Unable to use his hands because of a childhood bout with polio, Paul K. Longmore wrote his first book by punching a keyboard with a pen he held in his mouth. It took him 10 years, and when he was done, he burned a copy in front of the Federal Building downtown.
By taking a match to “The Invention of George Washington” in 1988, the scholar brought national attention to a campaign to reform Social Security policies that discourage disabled professionals from working.
Some of the most restrictive penalties were soon lifted — including one preventing him from earning royalties on books — in a policy change that became known as the Longmore Amendment.
Longmore, a leading disability scholar and activist who taught at San Francisco State, died Aug. 9 of natural causes at his San Francisco home, said his sister, Ellen Brown. He was 64.
“He devoted his life to making this a better and more just world,” Robert A. Corrigan, the university’s president, said in a statement. “Legendary, inspirational, pioneering, irreverent … many words are needed to sum up this remarkable man.”
As a major founder of disability studies, Longmore helped establish it as a field of academic research and teaching.
In 1996, he helped start San Francisco State’s Institute for Disability Studies and was its director. Longmore worked to bring the discipline to other college campuses and provided leadership at disability rights rallies across the state and nation.
He also wrote some of the first academic and historical articles about how disabled people have been depicted in popular culture.
In his 2003 book, “Why I Burned My Book and Other Essays on Disability,” he challenged popular views of assisted suicide, which he had campaigned against legalizing in California, and highlighted the relatively unknown history of the disability rights movement during the Depression.
Last month, Longmore spoke at a San Francisco celebration of the 20th anniversary of the passage of the Americans With Disabilities Act and reminded the crowd of a perspective he had long espoused: Disability rights activists had brought about change by redefining what it means to be disabled.
The movement recast “disability” as “a problem located mainly out there in society” that had to be dealt with, Longmore had said, whether it meant improving access by placing wheelchair-accessible ramps on curbs or elevators in buildings.
Stephen Rosenbaum, a staff attorney for the advocacy group Disability Rights California, said in a statement: “I once heard Paul introduced as the ' James Dean’ of disability studies. That captures the combination of intellectual, rebel and down-to-earth man he was.”
Paul Kenneth Longmore was born July 10, 1946, in Mount Holly, N.J., to Kenneth and Evelyn Longmore. His family moved up and down the West Coast for his father’s career as a Baptist minister.
At 7, Longmore came down with polio, which paralyzed his arms and severely curved his spine. He used a ventilator for as long as 18 hours a day.
He attended special-education classes in elementary school, but his parents and teacher successfully pushed for him to attend his local junior high.

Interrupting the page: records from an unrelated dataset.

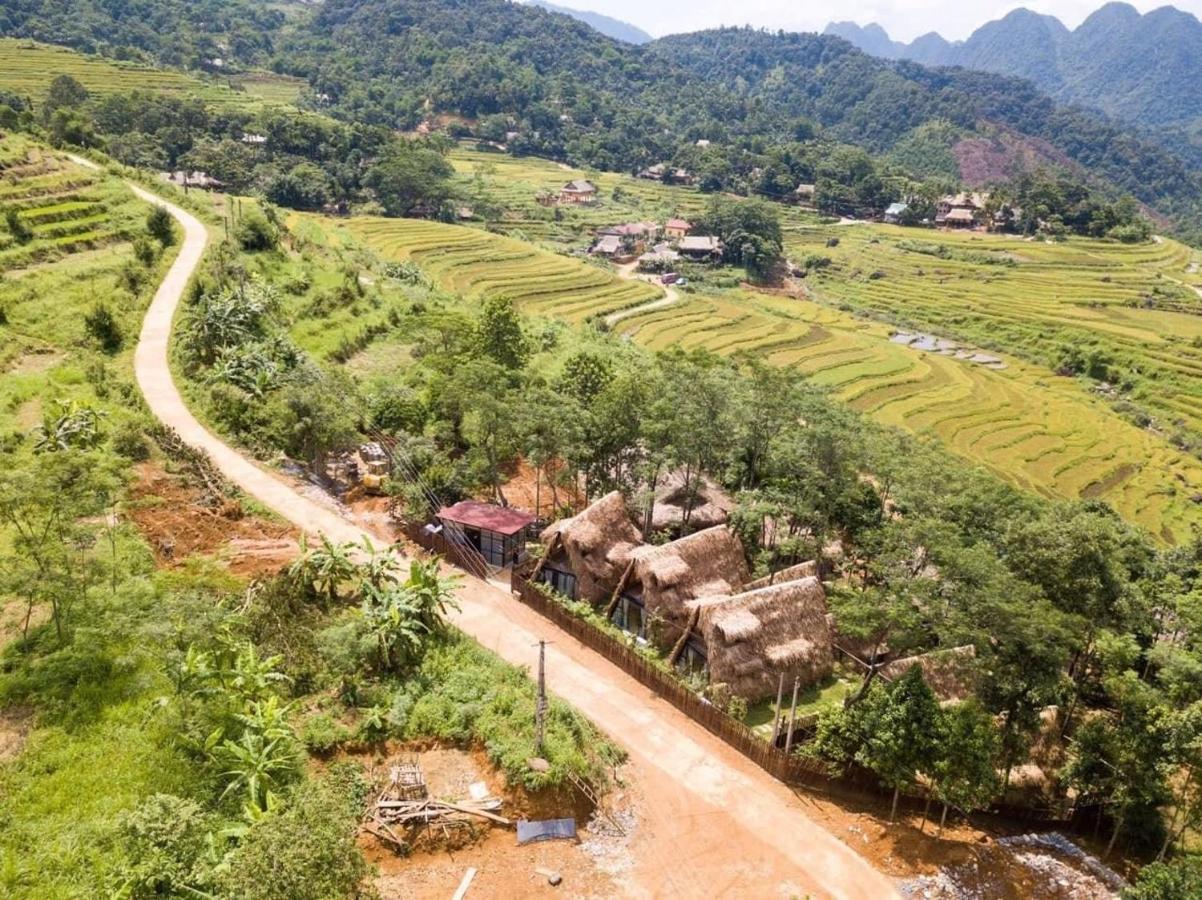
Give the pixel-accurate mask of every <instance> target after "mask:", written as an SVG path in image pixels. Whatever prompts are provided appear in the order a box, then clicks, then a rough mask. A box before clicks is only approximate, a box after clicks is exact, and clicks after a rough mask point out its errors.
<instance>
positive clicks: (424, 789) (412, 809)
mask: <svg viewBox="0 0 1202 900" xmlns="http://www.w3.org/2000/svg"><path fill="white" fill-rule="evenodd" d="M476 788H477V786H476V785H472V792H471V793H472V797H471V798H470V799H464V800H456V801H453V803H452V801H450V800H435V799H434V798H432V797H429V793H428V791H427V787H426V780H424V779H423V777H422V771H421V769H419V768H418V767H417V764H416V763H401V764H399V765H393V767H392V768H391V769H389V773H388V783H387V785H385V787H383V789H382V791H381V792H380V793H379V794H377V795H376V798H375V799H374V800H373V801H371V804H370V805H369V806H368V812H367V816H364V819H363V826H362V828H363V830H364V832H367V833H368V834H370V835H373V836H375V838H376V839H379V840H381V841H383V842H385V844H388V845H391V846H392V847H394V848H395V850H398V851H400V852H403V853H407V852H409V850H410V846H411V844H412V841H413V839H415V838H416V834H417V830H418V829H421V828H426V829H430V828H433V827H438V828H440V829H441V830H442V832H444V833H445V834H446V835H447V836H450V832H451V829H452V828H462V827H466V826H468V824H469V823H470V822H471V819H484V821H487V822H493V823H495V824H500V826H506V827H508V826H510V824H512V823H511V822H510V819H507V818H505V817H504V816H500V815H498V810H500V809H501V800H500V798H498V797H492V795H489V794H488V792H487V789H484V788H483V785H480V786H478V788H481V789H476Z"/></svg>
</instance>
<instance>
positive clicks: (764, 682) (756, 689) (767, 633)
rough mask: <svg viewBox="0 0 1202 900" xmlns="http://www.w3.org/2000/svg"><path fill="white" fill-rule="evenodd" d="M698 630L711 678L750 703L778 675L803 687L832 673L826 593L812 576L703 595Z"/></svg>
mask: <svg viewBox="0 0 1202 900" xmlns="http://www.w3.org/2000/svg"><path fill="white" fill-rule="evenodd" d="M690 607H692V608H696V609H698V610H700V619H698V630H700V631H701V634H702V638H703V639H704V642H706V657H707V661H708V663H709V678H710V680H712V681H714V683H715V684H716V683H720V684H725V685H728V686H730V689H731V691H732V692H733V693H736V695H738V696H740V697H745V698H748V699H751V701H755V699H760V698H761V697H767V696H769V695H772V693H773V692H774V691H775V690H776V686H778V683H779V678H780V675H781V674H784V675H785V681H786V683H791V681H792V679H793V678H801V679H802V684H803V686H807V685H811V684H814V683H816V681H821V680H822V679H823V678H826V677H827V675H829V674H831V669H832V666H833V654H832V650H831V628H829V626H828V624H827V608H826V592H825V591H823V590H822V583H821V582H820V580H819V579H817V578H814V577H809V578H801V579H796V580H791V582H781V583H778V584H773V585H768V586H764V588H758V589H756V590H749V591H745V592H743V594H737V595H734V596H727V597H703V598H701V600H697V601H694V602H692V603H691V604H690Z"/></svg>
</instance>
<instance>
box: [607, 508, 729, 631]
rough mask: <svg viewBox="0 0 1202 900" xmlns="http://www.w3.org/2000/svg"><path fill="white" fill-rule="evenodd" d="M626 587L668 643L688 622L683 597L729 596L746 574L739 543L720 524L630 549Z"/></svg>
mask: <svg viewBox="0 0 1202 900" xmlns="http://www.w3.org/2000/svg"><path fill="white" fill-rule="evenodd" d="M632 559H633V560H635V568H633V577H632V578H631V586H630V589H629V590H630V591H631V592H633V594H637V596H638V598H639V601H641V603H642V606H643V608H644V609H645V612H647V615H648V616H650V619H651V620H653V621H655V622H656V624H657V625H659V627H657V628H656V634H655V637H657V638H659V640H660V643H664V644H668V645H671V644H672V643H674V642H676V640H677V638H678V637H679V636H680V633H682V632H683V631H684V630H685V628H688V627H689V622H690V618H691V614H692V610H691V609H690V608H689V606H688V604H689V602H690V601H692V600H697V598H698V597H714V596H730V595H732V594H738V592H739V591H742V590H743V585H744V584H745V583H746V580H748V566H746V560H745V559H744V558H743V544H742V543H739V538H738V537H737V536H736V535H734V532H733V531H731V530H730V529H728V528H727V526H726V525H718V526H715V528H712V529H706V530H703V531H696V532H694V534H691V535H689V536H688V537H682V538H680V540H678V541H672V542H671V543H666V544H660V546H643V547H638V548H637V549H635V552H633V554H632Z"/></svg>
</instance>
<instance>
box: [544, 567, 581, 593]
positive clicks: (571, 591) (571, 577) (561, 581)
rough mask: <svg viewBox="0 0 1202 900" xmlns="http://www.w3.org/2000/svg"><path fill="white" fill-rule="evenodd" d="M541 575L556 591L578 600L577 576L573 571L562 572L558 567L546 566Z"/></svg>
mask: <svg viewBox="0 0 1202 900" xmlns="http://www.w3.org/2000/svg"><path fill="white" fill-rule="evenodd" d="M540 577H541V578H542V580H543V582H545V583H546V584H548V585H551V589H552V590H554V591H555V592H558V594H563V595H564V596H565V597H570V598H572V600H576V576H575V574H572V573H571V572H561V571H560V570H558V568H551V567H549V566H545V567H543V570H542V573H541V574H540Z"/></svg>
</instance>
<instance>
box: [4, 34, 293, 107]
mask: <svg viewBox="0 0 1202 900" xmlns="http://www.w3.org/2000/svg"><path fill="white" fill-rule="evenodd" d="M60 74H70V76H72V77H73V78H76V79H77V81H78V82H79V83H81V84H83V87H84V88H87V89H88V91H89V93H91V94H95V95H100V96H103V95H106V94H127V93H130V91H132V90H148V91H153V93H155V94H167V95H171V96H178V97H190V96H195V97H201V99H202V100H204V101H207V102H209V103H213V105H214V106H219V107H227V108H228V107H234V108H243V107H251V108H258V107H262V106H263V105H264V103H274V102H280V101H281V97H282V96H284V94H285V85H284V83H282V82H280V79H279V78H278V77H268V78H264V79H261V81H252V82H251V83H249V84H246V85H245V90H234V89H232V88H231V87H230V83H228V82H227V81H226V79H216V78H213V79H210V78H200V77H194V76H190V74H184V73H182V72H172V71H167V70H162V68H153V67H150V66H145V65H141V64H137V62H126V61H120V60H111V59H105V58H102V56H91V55H88V54H83V53H78V52H76V50H71V49H67V48H65V47H54V46H52V44H44V43H37V42H35V41H26V40H19V38H13V37H4V38H0V88H2V89H4V90H8V91H12V93H14V94H17V95H19V96H22V97H28V99H30V100H31V101H34V102H35V103H40V102H41V101H42V97H44V96H46V91H47V89H48V88H49V87H50V82H52V81H54V78H55V77H56V76H60Z"/></svg>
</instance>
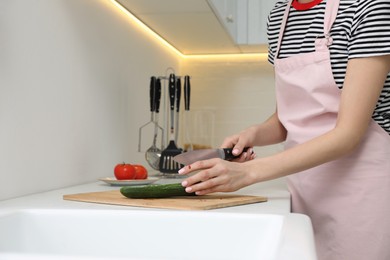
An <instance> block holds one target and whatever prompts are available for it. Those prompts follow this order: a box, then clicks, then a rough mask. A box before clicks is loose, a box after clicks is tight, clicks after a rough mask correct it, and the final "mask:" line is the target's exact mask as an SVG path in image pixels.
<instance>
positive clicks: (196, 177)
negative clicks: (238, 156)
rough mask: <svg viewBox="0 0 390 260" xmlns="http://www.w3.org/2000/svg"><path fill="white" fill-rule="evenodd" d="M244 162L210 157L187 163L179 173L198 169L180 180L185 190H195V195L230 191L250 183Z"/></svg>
mask: <svg viewBox="0 0 390 260" xmlns="http://www.w3.org/2000/svg"><path fill="white" fill-rule="evenodd" d="M246 164H247V163H238V162H229V161H225V160H222V159H210V160H204V161H198V162H195V163H193V164H190V165H187V166H185V167H184V168H182V169H180V171H179V174H181V175H184V174H189V173H192V172H196V171H199V172H198V173H196V174H194V175H193V176H191V177H188V178H187V179H185V180H184V181H183V182H182V185H183V186H184V187H186V192H189V193H190V192H195V193H196V195H205V194H208V193H212V192H231V191H236V190H239V189H241V188H243V187H245V186H248V185H250V184H252V183H251V178H250V172H249V171H248V167H247V165H246Z"/></svg>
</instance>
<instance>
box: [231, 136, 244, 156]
mask: <svg viewBox="0 0 390 260" xmlns="http://www.w3.org/2000/svg"><path fill="white" fill-rule="evenodd" d="M245 147H246V143H245V142H244V141H243V140H242V139H239V140H238V142H237V143H236V144H235V145H234V147H233V151H232V153H233V155H235V156H238V155H240V154H241V153H242V151H243V150H244V148H245Z"/></svg>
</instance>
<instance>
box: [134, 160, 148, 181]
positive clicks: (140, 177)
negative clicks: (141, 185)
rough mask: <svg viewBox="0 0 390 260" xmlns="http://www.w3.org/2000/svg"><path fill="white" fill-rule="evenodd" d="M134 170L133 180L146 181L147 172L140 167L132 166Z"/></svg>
mask: <svg viewBox="0 0 390 260" xmlns="http://www.w3.org/2000/svg"><path fill="white" fill-rule="evenodd" d="M133 166H134V168H135V178H136V179H147V178H148V170H146V168H145V167H144V166H142V165H139V164H134V165H133Z"/></svg>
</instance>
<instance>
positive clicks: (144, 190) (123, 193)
mask: <svg viewBox="0 0 390 260" xmlns="http://www.w3.org/2000/svg"><path fill="white" fill-rule="evenodd" d="M120 192H121V193H122V195H123V196H125V197H127V198H132V199H147V198H168V197H175V196H194V195H195V193H188V192H186V191H185V188H184V187H183V186H181V184H180V183H171V184H153V185H145V186H124V187H122V188H121V189H120Z"/></svg>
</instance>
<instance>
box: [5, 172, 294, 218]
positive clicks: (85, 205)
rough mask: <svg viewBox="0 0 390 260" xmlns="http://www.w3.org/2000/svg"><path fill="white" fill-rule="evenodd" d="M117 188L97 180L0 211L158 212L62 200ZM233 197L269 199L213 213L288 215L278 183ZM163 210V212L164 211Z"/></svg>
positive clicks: (226, 209) (18, 200) (21, 197)
mask: <svg viewBox="0 0 390 260" xmlns="http://www.w3.org/2000/svg"><path fill="white" fill-rule="evenodd" d="M180 181H181V179H160V180H158V181H157V182H155V183H172V182H180ZM119 188H120V187H118V186H110V185H108V184H106V183H104V182H101V181H97V182H93V183H88V184H83V185H77V186H72V187H68V188H62V189H58V190H53V191H47V192H42V193H36V194H32V195H28V196H23V197H18V198H14V199H9V200H4V201H0V210H1V211H7V210H16V209H31V208H33V209H34V208H45V209H47V208H49V209H110V210H159V209H149V208H140V207H129V206H115V205H105V204H95V203H84V202H75V201H66V200H63V198H62V196H63V195H65V194H75V193H84V192H97V191H107V190H114V189H119ZM235 194H240V195H258V196H265V197H267V198H268V201H267V202H262V203H256V204H250V205H243V206H235V207H228V208H222V209H215V210H212V211H220V212H235V213H267V214H268V213H271V214H287V213H289V212H290V194H289V192H288V191H287V189H286V187H285V186H284V185H283V184H281V183H280V181H278V182H267V183H260V184H255V185H252V186H249V187H246V188H243V189H241V190H239V191H237V192H235ZM164 210H166V209H164Z"/></svg>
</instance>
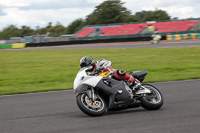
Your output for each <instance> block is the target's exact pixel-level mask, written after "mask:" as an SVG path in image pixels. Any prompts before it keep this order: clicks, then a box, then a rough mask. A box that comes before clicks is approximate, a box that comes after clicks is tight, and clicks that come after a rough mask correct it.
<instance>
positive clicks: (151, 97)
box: [139, 84, 164, 110]
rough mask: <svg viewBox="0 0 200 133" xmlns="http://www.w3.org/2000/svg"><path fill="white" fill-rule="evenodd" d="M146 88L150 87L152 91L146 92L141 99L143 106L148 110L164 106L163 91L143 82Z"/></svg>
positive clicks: (149, 89) (147, 88)
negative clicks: (163, 105) (148, 92)
mask: <svg viewBox="0 0 200 133" xmlns="http://www.w3.org/2000/svg"><path fill="white" fill-rule="evenodd" d="M142 86H144V87H145V88H147V89H149V90H150V91H151V93H149V94H144V96H143V97H141V98H140V99H139V100H140V101H141V106H142V107H143V108H145V109H147V110H157V109H159V108H160V107H162V105H163V102H164V98H163V96H162V94H161V92H160V91H159V90H158V89H157V88H156V87H154V86H153V85H150V84H143V85H142Z"/></svg>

Before sending him off, his teacher told him: “ ‘You have to succeed. If you don’t, they won’t let others in. You’re a pioneer.’ And I’ve never forgotten that. Every school and every job, I’ve always been the first with a major disability,” Longmore said in a 1991 news release from Stanford University, where he once taught.
Longmore studied history at Occidental College, earning a bachelor’s degree in 1968 and later a master’s.
While studying history at Claremont Graduate University, Longmore audited a USC class on policy-making about disability and helped develop a program on disability and society.
The experience made him realize he could apply his training as a historian to the study of disability history, Longmore later said.
In college, he was repeatedly discouraged from teaching because of his disability and had trouble getting financial help, he later said. Eventually, a member of the state Legislature helped Longmore secure funding for a Dictaphone and a transcriptionist.
“The quality of my work improved, and I said to myself, ‘Well, you’re not lazy. You just didn’t have the means to do it,’” he told the Washington Post in 1991. It was an epiphany that shaped his perspective as a disability rights activist.
“I relocated the problem from me to outside of me, which is part of the transition any member of a minority group has to go through,” he said.
After earning his doctorate in 1984, Longmore taught at USC and delved into advocacy for the disabled. In 1990, he went to Stanford on a two-year fellowship and in 1993 joined San Francisco State.
“When I was growing up, I was the only visible disabled person I saw,” Longmore told the San Francisco Chronicle in 2005. “Now you see disabled people all around. … People with disabilities ought to be able to participate in society, and we did that. We changed American values.”
Longmore, who was divorced, is survived by his sister.